Я сидел на стуле и смотрел в маленькое окошко (а скорее, в бойницу). За толстой дубовой дверью меня сторожили солдаты. Мне было позволено выходить и гулять по замку. Если бы я и наткнулся на какое-нибудь закрытое для меня помещение, меня бы предупредил конвой. Я не мог понять, на каком положении я нахожусь в замке Вульфгардов. Просто принимал все, как факт. Я думал о племени. Насколько можно было понять барона (если он сказал правду), никто не будет преследовать кочевников. Так что мне не стоило волноваться за Маклая, Лодана, старейшину Нача и моих бойцов, если они решат бежать. А вот что оставалось мне?
Дверь открылась, и в комнату вошел советник Кастлгейта Нортон.
— Ты хорошо устроился? — холодно спросил он.
— Да, вполне. Что вам угодно?
— Барон приказал относиться к тебе, как к послу. Что ж приказ есть приказ, я буду ему следовать. Мне нужно говорить с тобой.
— О чем? Может, присядете? — Я перебрался на кровать, освободив моему посетителю стул.
— Благодарю. — Нортон сел. — Мой господин Роберт Кастлгейт, племянник барона, сейчас очень занят. Он и его отец, Ульрих Кастлгейт, пожелали, чтобы ты рассказал кое-что о твоих соплеменниках.
Мне этот тон не показался приятным. Видите ли, они пожелали.
— Я не слышал, чтобы послов было принято допрашивать, — сказал я.

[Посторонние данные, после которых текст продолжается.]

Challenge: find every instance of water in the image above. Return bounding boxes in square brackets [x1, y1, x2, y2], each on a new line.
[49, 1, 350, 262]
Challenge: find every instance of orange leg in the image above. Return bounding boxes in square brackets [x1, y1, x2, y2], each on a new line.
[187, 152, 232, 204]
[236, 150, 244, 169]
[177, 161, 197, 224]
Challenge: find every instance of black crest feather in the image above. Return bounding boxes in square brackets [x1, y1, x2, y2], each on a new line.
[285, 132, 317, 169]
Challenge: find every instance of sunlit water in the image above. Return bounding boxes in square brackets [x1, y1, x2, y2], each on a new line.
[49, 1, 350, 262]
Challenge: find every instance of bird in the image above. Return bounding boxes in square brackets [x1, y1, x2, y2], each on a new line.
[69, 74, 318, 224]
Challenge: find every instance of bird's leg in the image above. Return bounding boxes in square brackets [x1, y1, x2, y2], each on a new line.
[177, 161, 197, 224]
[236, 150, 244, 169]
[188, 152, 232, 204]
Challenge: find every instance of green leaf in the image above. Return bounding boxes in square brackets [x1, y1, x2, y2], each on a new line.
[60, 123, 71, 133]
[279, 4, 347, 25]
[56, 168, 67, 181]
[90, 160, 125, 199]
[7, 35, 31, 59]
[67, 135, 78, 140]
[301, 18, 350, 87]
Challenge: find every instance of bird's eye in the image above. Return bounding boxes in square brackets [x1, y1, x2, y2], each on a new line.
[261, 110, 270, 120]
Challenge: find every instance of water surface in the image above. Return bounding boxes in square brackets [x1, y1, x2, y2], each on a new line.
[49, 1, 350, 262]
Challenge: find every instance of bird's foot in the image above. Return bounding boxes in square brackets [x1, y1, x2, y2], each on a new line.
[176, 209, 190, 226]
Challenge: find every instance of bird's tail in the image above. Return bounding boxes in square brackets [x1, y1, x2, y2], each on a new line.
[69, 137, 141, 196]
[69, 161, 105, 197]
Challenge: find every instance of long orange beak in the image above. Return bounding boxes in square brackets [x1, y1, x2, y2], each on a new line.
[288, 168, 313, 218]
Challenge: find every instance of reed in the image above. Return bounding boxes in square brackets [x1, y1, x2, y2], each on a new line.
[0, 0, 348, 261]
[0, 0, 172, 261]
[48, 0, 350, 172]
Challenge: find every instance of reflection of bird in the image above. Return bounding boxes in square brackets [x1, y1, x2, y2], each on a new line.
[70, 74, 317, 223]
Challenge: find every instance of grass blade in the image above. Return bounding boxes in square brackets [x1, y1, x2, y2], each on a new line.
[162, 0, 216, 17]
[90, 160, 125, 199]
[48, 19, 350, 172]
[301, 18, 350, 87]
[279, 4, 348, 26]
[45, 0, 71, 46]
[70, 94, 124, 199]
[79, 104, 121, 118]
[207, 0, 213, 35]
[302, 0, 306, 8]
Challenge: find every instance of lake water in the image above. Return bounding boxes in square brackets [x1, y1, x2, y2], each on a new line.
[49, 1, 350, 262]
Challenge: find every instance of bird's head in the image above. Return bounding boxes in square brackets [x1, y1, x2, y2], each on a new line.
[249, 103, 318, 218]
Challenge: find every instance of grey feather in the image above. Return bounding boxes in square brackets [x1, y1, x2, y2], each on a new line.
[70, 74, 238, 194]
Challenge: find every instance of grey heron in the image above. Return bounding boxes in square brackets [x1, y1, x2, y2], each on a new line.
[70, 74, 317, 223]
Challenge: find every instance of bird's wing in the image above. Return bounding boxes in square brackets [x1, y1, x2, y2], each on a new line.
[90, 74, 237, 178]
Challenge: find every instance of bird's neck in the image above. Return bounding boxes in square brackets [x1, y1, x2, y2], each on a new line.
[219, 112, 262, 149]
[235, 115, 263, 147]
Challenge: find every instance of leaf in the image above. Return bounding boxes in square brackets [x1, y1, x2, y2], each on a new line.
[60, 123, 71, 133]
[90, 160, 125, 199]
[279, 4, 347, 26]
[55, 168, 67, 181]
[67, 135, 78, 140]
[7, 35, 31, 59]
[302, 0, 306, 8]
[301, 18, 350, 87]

— Это не допрос, — тем же серьезным и строгим голосом отозвался Нортон. — Ты — представитель своего народа и посланник мира. Есть правила, стороны должны знать друг о друге как можно больше, это необходимо для переговоров. Особенно сейчас, когда ваши солдаты будут помогать солдатам барона в предстоящей войне. Нам кое-что уже известно, но ты сможешь просветить нас. Чтобы вместо слухов стали известны реальные факты. Ты не согласен, что это логично?
Это, и вправду, было логично. Но правила кочевников гласили, что чужакам нельзя ничего знать о племени. Маклай вдалбливал в меня это правило с самого начала обучения. Даже в разговоре с бароном, я не вдавался в подробности о бойцах, старейшинах и всем прочем.

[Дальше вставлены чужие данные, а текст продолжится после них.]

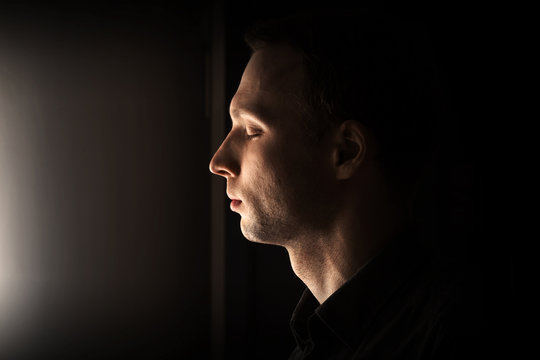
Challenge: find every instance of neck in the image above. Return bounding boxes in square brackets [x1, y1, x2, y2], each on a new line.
[285, 179, 407, 304]
[285, 234, 372, 304]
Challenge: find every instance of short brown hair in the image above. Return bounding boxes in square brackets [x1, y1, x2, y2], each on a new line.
[244, 8, 449, 196]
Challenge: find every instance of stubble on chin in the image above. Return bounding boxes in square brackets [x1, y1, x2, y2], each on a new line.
[240, 214, 277, 244]
[239, 207, 295, 246]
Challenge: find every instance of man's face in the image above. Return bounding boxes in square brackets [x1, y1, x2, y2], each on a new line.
[209, 44, 335, 245]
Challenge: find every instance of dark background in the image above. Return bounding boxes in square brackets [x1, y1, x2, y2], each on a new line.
[0, 1, 514, 359]
[223, 1, 515, 358]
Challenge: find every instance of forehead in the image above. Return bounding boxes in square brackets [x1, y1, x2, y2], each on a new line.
[230, 44, 306, 122]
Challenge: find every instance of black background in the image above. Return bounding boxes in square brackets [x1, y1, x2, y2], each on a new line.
[224, 1, 515, 358]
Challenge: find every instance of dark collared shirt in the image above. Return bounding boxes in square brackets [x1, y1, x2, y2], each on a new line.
[289, 231, 491, 360]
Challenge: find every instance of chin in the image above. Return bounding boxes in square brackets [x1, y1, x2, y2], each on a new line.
[239, 220, 260, 243]
[240, 218, 287, 246]
[240, 218, 266, 242]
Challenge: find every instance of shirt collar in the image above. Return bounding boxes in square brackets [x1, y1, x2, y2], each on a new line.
[290, 228, 430, 349]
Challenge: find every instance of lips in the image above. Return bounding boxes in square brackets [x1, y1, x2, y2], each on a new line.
[227, 192, 242, 212]
[230, 199, 242, 211]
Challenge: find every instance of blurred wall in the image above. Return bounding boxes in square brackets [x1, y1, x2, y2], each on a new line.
[0, 2, 211, 359]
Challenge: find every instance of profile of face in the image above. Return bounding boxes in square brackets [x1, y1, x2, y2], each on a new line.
[209, 44, 337, 245]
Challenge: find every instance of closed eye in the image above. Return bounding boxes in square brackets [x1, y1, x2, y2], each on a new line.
[246, 133, 262, 140]
[246, 127, 263, 140]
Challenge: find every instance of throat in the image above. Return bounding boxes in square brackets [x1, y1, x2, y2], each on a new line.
[286, 239, 364, 304]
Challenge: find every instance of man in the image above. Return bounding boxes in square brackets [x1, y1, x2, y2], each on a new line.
[210, 10, 492, 359]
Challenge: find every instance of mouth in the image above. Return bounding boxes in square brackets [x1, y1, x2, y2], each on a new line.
[230, 199, 242, 211]
[227, 193, 242, 212]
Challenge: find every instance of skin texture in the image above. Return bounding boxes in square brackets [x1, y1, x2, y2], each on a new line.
[209, 43, 406, 304]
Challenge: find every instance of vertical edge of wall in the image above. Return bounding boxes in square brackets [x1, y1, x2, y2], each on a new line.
[207, 0, 226, 359]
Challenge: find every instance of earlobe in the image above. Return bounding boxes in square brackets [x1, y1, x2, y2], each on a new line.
[334, 120, 367, 180]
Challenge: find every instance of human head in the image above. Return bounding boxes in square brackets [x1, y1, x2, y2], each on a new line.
[209, 9, 446, 244]
[210, 42, 343, 244]
[243, 9, 445, 201]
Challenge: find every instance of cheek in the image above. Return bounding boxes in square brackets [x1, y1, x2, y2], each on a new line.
[242, 134, 324, 193]
[241, 147, 278, 190]
[240, 144, 290, 202]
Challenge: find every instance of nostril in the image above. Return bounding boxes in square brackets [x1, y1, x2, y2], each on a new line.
[209, 157, 232, 178]
[217, 169, 230, 177]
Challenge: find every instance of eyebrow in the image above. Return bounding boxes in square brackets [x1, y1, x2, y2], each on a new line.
[229, 105, 273, 125]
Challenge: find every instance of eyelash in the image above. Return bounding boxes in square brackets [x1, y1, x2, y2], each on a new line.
[246, 133, 261, 140]
[246, 128, 262, 139]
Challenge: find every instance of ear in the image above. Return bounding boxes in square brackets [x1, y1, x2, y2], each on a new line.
[332, 120, 367, 180]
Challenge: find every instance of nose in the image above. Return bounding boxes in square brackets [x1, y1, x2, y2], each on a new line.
[209, 134, 239, 178]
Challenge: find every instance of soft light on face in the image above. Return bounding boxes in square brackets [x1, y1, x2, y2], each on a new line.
[209, 44, 335, 246]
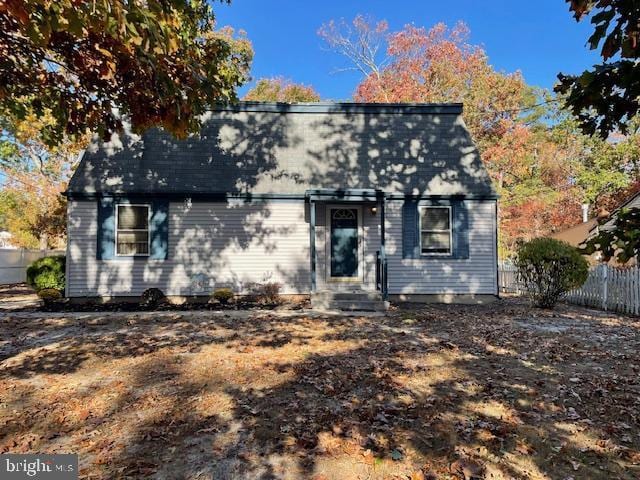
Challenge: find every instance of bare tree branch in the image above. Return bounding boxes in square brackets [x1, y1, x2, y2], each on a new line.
[318, 15, 391, 100]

— Простите, господин Нортон, но я не вправе рассказывать вам о племени. Мне жаль, но наши законы запрещают мне это делать.
Нортон еще пытался разговорить меня, но я уперся. Тогда он встал, сухо попрощался, и я снова остался в одиночестве. Я задумался: а что я, собственно, мог рассказать? Это у баронов есть куча советников, есть разделения обязанностей. Кто-то занимается солдатами, кто-то заведует казной. У кочевников все было значительно проще. Есть совет старейшин, который решает все, есть вожаки, которые ведут бойцов в бой, есть просто мужчины и женщины. Вероятно, в других племенах были другие правила. В некоторых, как рассказывал Маклай, власть держали шаманы. Поклоняющиеся различным богам, обладающие тайными знаниями. В моем племени старейшины не признавали шаманство. Не из страха перед их загадочным потусторонним могуществом, вера в сверхъестественные силы была у них, вообще, не в почете. Единственное, что они могли считать божеством, — это степной ветер, дух свободы. Но, скорее всего, совет старейшин боялся, что колдуны вполне могут занять главенствующее место в племени. Этакая политическая борьба, хотя такого понятия ни старейшины, ни шаманы не знали.
День прошел без событий. Я разделся, лег в постель. Было очень приятно снова ощутить мягкость матраса и подушки. Последние месяцы я спал на ковре, укрывшись звериной шкурой. Уже засыпая, я подумал, что не все так плохо. Племя было в безопасности. Альфред оказался дома. Меня покинули мрачные мысли о будущем. Я рассудил, что и со мной обращаются вполне сносно.
Глава 9
Я вышел из своей комнаты и в сопровождении охраны прошел во внутренний двор. С утра мне принесли неплохой завтрак и сообщили, что вскоре меня вызовет к себе барон. Я забеспокоился, что еще пришло в голову этому человеку, чей мозг работал гораздо быстрее и острее, чем у десяти таких, как я. Меня поражала и смекалка Вульфгарда-младшего, и его осведомленность. Его тайная канцелярия работала так слаженно, что нужные вести он узнавал быстрее кого бы то ни было.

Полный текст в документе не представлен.